The futuristic-looking device consists of a glasses frame on which a camera and a mini computer are installed. It depicts information in the user’s field of vision via a glass prism that is installed at the front end of the right temple.

According to the German computer magazine “c’t,” this causes an effect “as if the user were looking at a 24 inch screen from a distance of two and a half meters.”

Schröder, who also does research at the Center for IT-Security, Privacy and Accountability (CISPA), located only a few yards away, is aware of the data security concerns with Google Glass: “We know that you can use it to abuse data. But it can also be used to protect data.”

To prove this, Schröder and his group combine “Google Glass” with cryptographic methods and techniques from automated image analysis to create the software system “Ubic.” By using Ubic, withdrawing money at a cash machine would change as follows: The customer identifies himself to the cash machine. This requests from a reliable instance the public key of the customer. It uses the key to encrypt the one-way personal identification number (PIN) and seals it additionally with a “digital signature,” the digital counterpart of the conventional signature. The result shows up on the screen as a black-and-white pattern, a so-called QR code. The PIN that is hidden below is only visible for the identified wearer of the glasses. Google Glass decrypts it and shows it in the wearer’s field of vision.

“Although the process occurs in public, nobody is able to spy on the PIN,” explains Schröder.
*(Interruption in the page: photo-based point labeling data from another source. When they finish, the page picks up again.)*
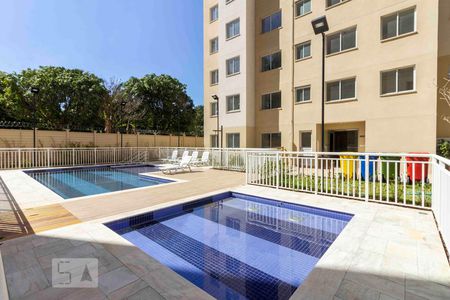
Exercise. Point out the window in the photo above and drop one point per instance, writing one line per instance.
(341, 41)
(233, 65)
(214, 77)
(341, 90)
(270, 101)
(399, 23)
(271, 140)
(305, 140)
(214, 109)
(233, 103)
(214, 141)
(334, 2)
(271, 22)
(214, 45)
(272, 61)
(302, 7)
(397, 81)
(303, 94)
(214, 13)
(233, 140)
(303, 50)
(233, 29)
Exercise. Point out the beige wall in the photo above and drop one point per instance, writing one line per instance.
(406, 122)
(443, 109)
(10, 138)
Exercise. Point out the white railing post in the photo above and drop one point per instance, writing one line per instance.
(366, 176)
(20, 158)
(48, 157)
(277, 172)
(247, 169)
(316, 173)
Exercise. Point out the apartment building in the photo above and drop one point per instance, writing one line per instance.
(384, 61)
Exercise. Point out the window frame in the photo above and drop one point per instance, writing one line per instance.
(397, 23)
(308, 86)
(300, 45)
(214, 137)
(271, 100)
(211, 77)
(271, 61)
(336, 4)
(340, 90)
(239, 139)
(233, 22)
(211, 20)
(340, 32)
(301, 139)
(216, 39)
(226, 66)
(397, 92)
(270, 134)
(304, 14)
(270, 17)
(233, 98)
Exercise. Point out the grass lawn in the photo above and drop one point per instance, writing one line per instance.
(405, 194)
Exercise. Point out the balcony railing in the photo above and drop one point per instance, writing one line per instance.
(412, 180)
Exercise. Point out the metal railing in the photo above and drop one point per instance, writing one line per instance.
(30, 158)
(412, 180)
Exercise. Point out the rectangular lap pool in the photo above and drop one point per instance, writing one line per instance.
(79, 182)
(236, 246)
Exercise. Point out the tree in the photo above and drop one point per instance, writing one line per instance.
(67, 97)
(120, 109)
(444, 92)
(165, 100)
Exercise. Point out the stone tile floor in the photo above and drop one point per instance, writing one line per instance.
(385, 252)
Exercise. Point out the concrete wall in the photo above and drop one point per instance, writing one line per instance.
(15, 138)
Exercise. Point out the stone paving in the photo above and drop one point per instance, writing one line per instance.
(385, 252)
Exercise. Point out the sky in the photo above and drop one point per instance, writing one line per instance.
(110, 38)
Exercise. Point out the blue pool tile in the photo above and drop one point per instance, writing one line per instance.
(78, 182)
(232, 272)
(235, 246)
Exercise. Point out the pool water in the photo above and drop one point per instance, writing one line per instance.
(235, 246)
(79, 182)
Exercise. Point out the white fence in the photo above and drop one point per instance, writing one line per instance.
(413, 180)
(28, 158)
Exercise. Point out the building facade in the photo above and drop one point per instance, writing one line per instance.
(384, 61)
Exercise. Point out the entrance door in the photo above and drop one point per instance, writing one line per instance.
(344, 141)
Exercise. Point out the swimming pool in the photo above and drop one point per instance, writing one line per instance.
(236, 246)
(79, 182)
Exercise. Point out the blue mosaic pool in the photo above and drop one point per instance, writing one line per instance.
(79, 182)
(236, 246)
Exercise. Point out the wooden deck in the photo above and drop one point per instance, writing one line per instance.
(199, 182)
(15, 222)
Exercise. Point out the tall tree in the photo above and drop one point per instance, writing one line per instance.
(67, 97)
(168, 106)
(121, 111)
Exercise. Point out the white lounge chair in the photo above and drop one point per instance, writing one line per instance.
(185, 153)
(194, 157)
(173, 158)
(184, 164)
(203, 161)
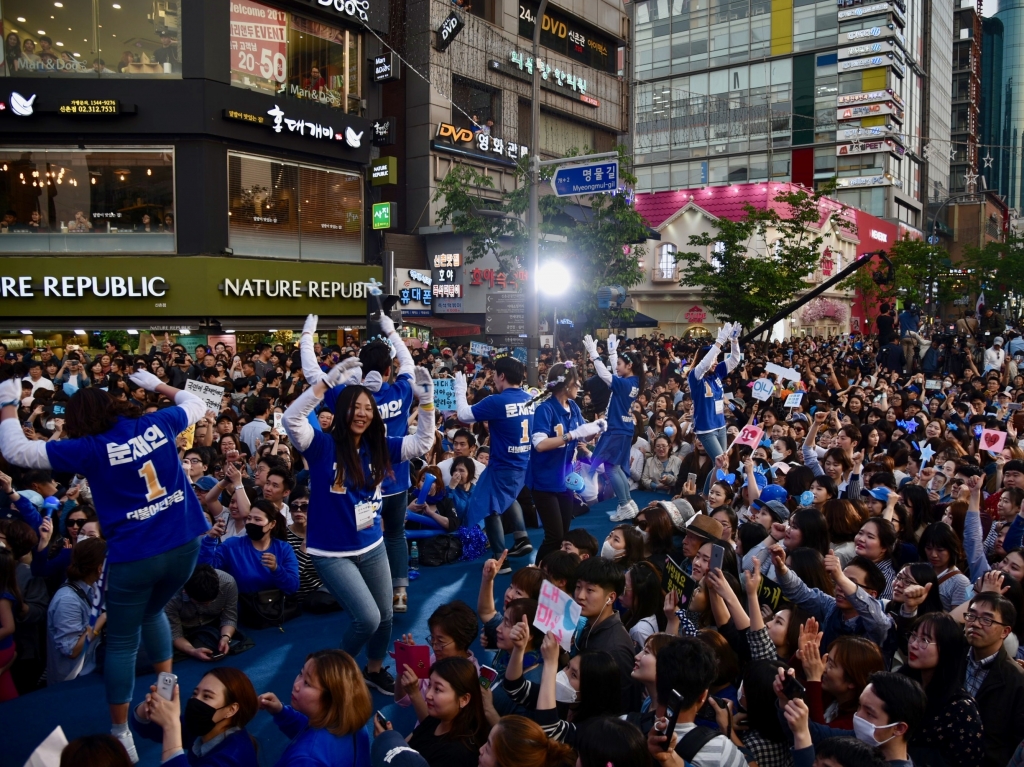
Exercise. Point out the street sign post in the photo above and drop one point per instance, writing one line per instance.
(586, 179)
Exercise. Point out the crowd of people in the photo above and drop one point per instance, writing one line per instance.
(835, 581)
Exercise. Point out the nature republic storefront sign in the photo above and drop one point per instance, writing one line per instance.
(180, 287)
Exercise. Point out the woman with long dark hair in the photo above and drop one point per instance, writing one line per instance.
(343, 528)
(625, 376)
(150, 514)
(558, 425)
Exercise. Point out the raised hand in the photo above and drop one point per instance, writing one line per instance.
(423, 385)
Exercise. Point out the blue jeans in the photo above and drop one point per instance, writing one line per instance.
(619, 482)
(496, 530)
(715, 443)
(136, 594)
(393, 516)
(361, 586)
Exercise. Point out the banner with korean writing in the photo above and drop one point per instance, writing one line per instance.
(259, 44)
(557, 613)
(444, 394)
(207, 392)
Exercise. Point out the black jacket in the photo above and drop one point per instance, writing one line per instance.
(611, 637)
(1000, 702)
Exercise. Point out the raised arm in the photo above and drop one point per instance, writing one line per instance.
(296, 421)
(602, 372)
(310, 370)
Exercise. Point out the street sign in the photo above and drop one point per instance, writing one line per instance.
(382, 215)
(505, 324)
(586, 179)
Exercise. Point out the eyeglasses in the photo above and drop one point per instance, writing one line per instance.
(984, 622)
(436, 644)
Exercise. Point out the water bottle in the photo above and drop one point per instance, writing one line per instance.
(414, 562)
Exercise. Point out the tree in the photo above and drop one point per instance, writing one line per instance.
(604, 242)
(744, 286)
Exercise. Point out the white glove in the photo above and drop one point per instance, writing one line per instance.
(423, 384)
(589, 430)
(145, 379)
(10, 391)
(347, 373)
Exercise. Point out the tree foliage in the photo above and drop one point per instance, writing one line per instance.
(752, 267)
(604, 242)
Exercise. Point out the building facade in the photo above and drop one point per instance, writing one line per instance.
(195, 165)
(678, 215)
(758, 90)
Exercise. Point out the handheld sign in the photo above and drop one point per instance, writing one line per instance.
(675, 579)
(444, 394)
(209, 393)
(557, 613)
(763, 389)
(992, 440)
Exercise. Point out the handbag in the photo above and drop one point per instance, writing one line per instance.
(264, 609)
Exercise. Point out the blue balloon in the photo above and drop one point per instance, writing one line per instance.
(574, 482)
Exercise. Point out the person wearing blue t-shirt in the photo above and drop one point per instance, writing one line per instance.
(509, 414)
(347, 469)
(705, 380)
(558, 425)
(394, 399)
(148, 511)
(260, 560)
(613, 449)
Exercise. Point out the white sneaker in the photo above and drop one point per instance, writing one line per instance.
(623, 513)
(129, 742)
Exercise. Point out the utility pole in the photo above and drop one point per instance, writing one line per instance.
(532, 286)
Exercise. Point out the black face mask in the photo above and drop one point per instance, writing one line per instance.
(199, 717)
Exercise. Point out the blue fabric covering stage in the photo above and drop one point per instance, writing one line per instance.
(79, 707)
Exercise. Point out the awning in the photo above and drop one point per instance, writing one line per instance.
(639, 321)
(444, 328)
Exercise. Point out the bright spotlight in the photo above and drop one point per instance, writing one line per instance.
(553, 279)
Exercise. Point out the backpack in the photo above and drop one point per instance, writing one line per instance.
(694, 740)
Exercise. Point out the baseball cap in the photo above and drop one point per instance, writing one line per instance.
(702, 526)
(778, 510)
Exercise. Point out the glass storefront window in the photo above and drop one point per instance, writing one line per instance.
(87, 201)
(284, 54)
(286, 210)
(83, 38)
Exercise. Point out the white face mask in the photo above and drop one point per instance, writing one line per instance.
(608, 551)
(864, 731)
(564, 692)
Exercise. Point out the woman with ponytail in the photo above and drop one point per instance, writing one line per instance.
(613, 450)
(517, 741)
(558, 425)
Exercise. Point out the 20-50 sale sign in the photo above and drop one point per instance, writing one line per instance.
(259, 40)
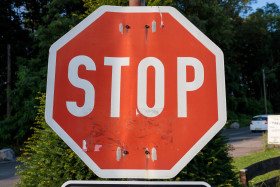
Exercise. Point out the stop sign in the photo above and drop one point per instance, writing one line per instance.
(136, 92)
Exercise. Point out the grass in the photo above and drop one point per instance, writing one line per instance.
(245, 161)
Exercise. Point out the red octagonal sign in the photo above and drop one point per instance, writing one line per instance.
(136, 92)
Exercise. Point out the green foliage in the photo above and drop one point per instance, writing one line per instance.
(47, 160)
(212, 165)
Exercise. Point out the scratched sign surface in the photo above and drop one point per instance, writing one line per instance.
(136, 92)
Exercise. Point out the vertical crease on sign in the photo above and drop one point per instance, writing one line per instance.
(84, 145)
(121, 28)
(154, 154)
(119, 154)
(161, 20)
(154, 26)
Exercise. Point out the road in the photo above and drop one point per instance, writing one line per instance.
(244, 142)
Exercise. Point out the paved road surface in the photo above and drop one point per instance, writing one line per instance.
(244, 142)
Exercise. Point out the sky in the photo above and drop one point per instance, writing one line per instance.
(261, 3)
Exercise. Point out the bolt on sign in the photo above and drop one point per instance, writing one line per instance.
(136, 92)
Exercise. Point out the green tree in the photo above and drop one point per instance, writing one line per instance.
(46, 22)
(47, 160)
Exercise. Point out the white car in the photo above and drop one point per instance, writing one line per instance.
(259, 123)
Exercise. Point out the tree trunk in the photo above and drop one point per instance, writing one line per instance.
(9, 72)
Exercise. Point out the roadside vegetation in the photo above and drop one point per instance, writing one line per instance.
(245, 161)
(250, 45)
(48, 161)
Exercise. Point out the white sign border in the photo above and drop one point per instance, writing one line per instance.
(173, 183)
(127, 173)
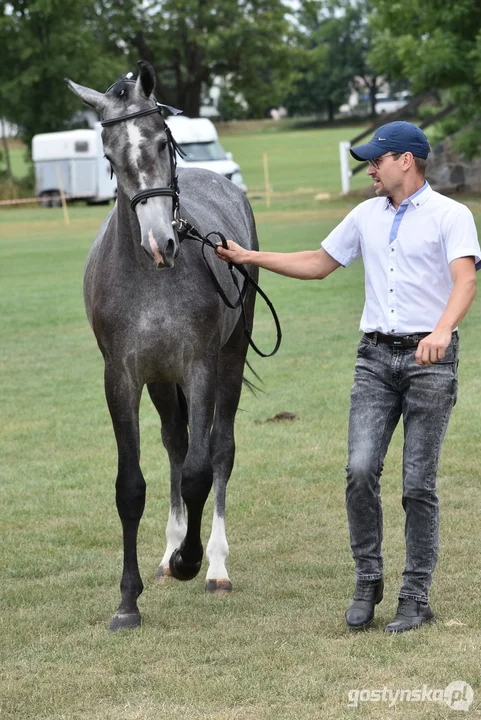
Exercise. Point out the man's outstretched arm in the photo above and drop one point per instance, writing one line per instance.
(305, 265)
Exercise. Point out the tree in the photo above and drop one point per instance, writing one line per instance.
(334, 42)
(438, 46)
(190, 42)
(42, 41)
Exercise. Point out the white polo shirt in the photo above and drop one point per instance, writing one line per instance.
(406, 255)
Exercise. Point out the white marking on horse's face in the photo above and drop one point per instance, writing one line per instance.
(135, 136)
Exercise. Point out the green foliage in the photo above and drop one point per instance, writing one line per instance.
(438, 46)
(334, 41)
(41, 41)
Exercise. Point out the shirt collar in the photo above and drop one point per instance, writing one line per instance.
(417, 199)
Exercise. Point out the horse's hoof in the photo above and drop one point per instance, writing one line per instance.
(218, 587)
(125, 621)
(181, 570)
(163, 573)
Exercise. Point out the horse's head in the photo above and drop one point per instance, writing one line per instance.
(142, 156)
This is not the case if PINs are sent to a smart phone. To spy on the PIN while it is being entered would also be useless, since the PIN is re-generated each time the customer uses the cash machine. An attacker also wearing a Google Glass is not able to spy on the process, either. The digital signature guarantees that no assailant is able to intrude between the customer and the cash machine as during the so-called “skimming,” where the assailant can impersonate the customer.

Only the customer is able to decrypt the encryption by the public key with his secret key. As long as this is safely stored on the Google Glass, his money is also safe. At the computer expo Cebit, the researchers will also present how Google Glass can be used to hide information. Several persons all wearing Google Glass can read the same document with encrypted text at the same time, but in their fields of vision they can only see the text passages that are intended for them.

“This could be interesting, for example, for large companies or agencies that are collecting information in one document, but do not want to show all parts to everybody,” explains Mark Simkin, who was one of the developers of Ubic. A large electric company has already sent a request to the computer scientists in Saarbrücken. Google Glass is expected to enter the American market this year.